Martha Stewart Kids was launched in the fall of 2001 as a special-issue publication. It was issued quarterly at first and then became available for subscription, publishing six times a year by 2004. The magazine underwent numerous design changes in its five years on newsstands, from a change in size to a new title in 2003: Kids - Fun Stuff To Do Together. The editor of the magazine was Jodi Levine, a longtime editor and product designer at Omnimedia. Celia Barbour, editor of Martha Stewart Baby, also contributed.

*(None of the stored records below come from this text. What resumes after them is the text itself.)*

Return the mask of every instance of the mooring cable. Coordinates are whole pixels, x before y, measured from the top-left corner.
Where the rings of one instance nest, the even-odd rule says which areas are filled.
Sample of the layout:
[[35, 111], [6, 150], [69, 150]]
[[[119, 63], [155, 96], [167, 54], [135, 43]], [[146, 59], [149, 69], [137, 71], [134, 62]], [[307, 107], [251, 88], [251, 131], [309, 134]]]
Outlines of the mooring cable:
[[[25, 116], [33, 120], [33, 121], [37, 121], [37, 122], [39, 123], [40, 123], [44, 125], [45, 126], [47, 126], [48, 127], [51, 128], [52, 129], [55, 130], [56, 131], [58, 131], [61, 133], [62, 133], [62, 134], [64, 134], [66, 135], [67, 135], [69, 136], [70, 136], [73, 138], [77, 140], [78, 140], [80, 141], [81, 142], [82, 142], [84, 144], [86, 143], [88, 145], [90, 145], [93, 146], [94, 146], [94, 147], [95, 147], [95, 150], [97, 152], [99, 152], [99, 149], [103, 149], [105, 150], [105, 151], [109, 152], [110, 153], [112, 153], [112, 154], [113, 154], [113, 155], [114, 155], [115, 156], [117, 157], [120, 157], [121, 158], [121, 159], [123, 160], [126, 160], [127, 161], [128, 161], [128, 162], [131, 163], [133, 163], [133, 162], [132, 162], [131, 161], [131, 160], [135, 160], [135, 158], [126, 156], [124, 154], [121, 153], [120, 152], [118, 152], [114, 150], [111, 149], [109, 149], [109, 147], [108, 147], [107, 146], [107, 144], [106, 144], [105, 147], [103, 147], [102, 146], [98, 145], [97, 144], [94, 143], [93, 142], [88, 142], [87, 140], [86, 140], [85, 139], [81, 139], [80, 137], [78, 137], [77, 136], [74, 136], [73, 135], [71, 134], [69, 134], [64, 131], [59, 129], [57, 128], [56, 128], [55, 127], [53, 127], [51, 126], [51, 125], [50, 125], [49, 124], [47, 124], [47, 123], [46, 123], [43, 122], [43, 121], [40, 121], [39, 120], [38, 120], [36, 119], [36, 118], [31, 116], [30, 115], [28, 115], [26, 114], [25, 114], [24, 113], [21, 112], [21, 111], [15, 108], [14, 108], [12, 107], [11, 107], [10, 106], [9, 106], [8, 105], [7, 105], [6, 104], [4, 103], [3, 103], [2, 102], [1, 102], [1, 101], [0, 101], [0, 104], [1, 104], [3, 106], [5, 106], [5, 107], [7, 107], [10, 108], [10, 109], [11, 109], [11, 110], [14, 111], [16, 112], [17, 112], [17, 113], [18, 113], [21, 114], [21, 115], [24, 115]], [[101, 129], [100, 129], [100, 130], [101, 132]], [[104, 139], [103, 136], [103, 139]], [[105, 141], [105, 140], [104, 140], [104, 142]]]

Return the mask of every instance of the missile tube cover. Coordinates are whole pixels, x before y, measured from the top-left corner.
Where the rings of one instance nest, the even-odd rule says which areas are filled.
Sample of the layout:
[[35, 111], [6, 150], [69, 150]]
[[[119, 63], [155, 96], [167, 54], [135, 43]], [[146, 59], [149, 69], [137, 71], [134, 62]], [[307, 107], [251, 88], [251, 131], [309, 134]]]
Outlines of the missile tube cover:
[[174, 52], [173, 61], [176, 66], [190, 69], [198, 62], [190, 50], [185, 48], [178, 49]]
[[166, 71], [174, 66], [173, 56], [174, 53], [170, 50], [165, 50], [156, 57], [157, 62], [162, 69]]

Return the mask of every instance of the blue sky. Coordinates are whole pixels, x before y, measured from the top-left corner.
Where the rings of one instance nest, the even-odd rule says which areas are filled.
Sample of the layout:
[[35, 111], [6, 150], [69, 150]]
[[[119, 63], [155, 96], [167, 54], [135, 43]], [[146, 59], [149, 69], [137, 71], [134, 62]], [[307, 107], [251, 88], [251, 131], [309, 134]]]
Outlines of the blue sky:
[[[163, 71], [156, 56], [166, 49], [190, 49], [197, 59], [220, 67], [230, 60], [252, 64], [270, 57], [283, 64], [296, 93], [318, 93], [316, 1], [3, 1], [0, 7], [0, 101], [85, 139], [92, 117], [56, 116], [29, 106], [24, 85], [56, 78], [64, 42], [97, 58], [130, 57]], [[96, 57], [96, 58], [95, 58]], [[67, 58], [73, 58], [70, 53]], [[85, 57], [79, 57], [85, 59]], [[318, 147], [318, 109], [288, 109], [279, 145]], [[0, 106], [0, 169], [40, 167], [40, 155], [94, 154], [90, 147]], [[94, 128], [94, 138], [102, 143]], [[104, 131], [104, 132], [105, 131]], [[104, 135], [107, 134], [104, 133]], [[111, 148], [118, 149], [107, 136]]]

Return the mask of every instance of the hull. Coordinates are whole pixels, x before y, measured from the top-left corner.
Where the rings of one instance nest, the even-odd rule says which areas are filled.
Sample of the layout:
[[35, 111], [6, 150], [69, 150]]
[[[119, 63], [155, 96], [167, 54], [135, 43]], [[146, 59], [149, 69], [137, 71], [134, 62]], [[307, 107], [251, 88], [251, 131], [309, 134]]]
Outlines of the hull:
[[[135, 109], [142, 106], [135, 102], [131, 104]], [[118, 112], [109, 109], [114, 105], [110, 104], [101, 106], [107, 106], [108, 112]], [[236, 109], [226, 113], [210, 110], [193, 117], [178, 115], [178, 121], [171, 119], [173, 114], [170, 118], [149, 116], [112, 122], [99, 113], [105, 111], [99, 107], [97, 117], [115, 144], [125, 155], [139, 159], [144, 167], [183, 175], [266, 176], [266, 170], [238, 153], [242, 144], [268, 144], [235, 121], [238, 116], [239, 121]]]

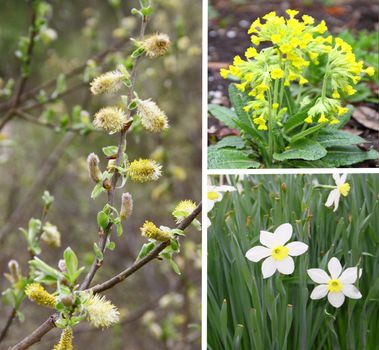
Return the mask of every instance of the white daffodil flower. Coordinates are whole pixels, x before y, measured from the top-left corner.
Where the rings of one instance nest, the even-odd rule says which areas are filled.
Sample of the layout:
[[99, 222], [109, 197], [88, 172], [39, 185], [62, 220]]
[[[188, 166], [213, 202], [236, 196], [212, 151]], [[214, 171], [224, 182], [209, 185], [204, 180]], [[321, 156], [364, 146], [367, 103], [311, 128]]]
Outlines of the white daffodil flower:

Kids won numerous awards in its short time on newsstands. It was named Magazine of the Year by the Society of Publication Designers in 2004 and it won the National Magazine Award for best design in 2005. Filled with wonderful photography and imaginative craft ideas, Kids became a leader in its category. Its layout was spectacular and filled with information for both parents and kids regarding all manner of topics, from pets to science to nature to cooking to crafting to sports to parties to decorating, and on and on it goes! The magazine contained recipes, craft workbooks and a very unique "How-Now" section: a detatchable booklet for the young reader filled with puzzles, quizzes and games. This section usually focused on a specific animal and the activities in the booklet (mazes, jokes, etc.) centered around this animal theme. Kids published its last issue with the Spring 2006 edition.

Candy, vintage party hats, crepe paper in every hue, paper bowls from Bali, and old crafts magazines are all fodder for the imagination of Kids editorial director Jodi Levine, who also designs for the company's crafts line. Her office is pictured below.

"I look in funny places to find ideas," she says. "Everyday detritus inspires me. It might be the beautiful stripe on a sugar packet or the lovely rose printed on a plastic bag. I tend to hoard stuff like that. Once, the swirl on a kids' lollipop inspired a whole story."
One of the covers of the "How-Now" section - a detachable booklet that came inside each issue of Kids. The illustrations were done by Calef Brown; games and riddles were by Puzzability.


Pete Mars said...

This is a wonderful tribute to Kids! Jodi is amazing at everything she does and she's a lovely person as well. To give credit where it is due, Celia Barbour (another talent powerhouse) was Editor in Chief of Kids before Jodi.

You Can Call Me Jane said...

I have several of the Kids magazines and love them. Why would such a good mag leave us? I had renewed and paid for another subscription and they notified me that they had ceased operation and applied my $$ to another publication . . . so sad!

Rowaida said...

Wow I haven't seen these magazines, but I heard about them. I love these magazines. Jodie is amazing, I love her work, talent she is so creative. I remember seeing her wedding, it was amazing and she made all the flowers from Crepe paper, it was beautiful.

Trellis Smith said...

I just purchased 11 of the Kids Magazines on eBay. I hope to find the others. I want to get the Living magazines from the 90's because I feel they are the basis of everything MSLO is doing today.


The best editions of MSL are from 1997 to 2003, in my opinion. The early editions are great to study the evolution of the brand and to see how Martha's style has changed over the years. The magazines are great representations of how "lifestyle" has evolved.

Christina said...

The Kids magazine was my favorite! I was very sad to see it go!

AHLondon said...

I loved these magazines. I have a few on my bookshelf. I've not opened them in a while, mainly because I don't have to. I remember most of the projects.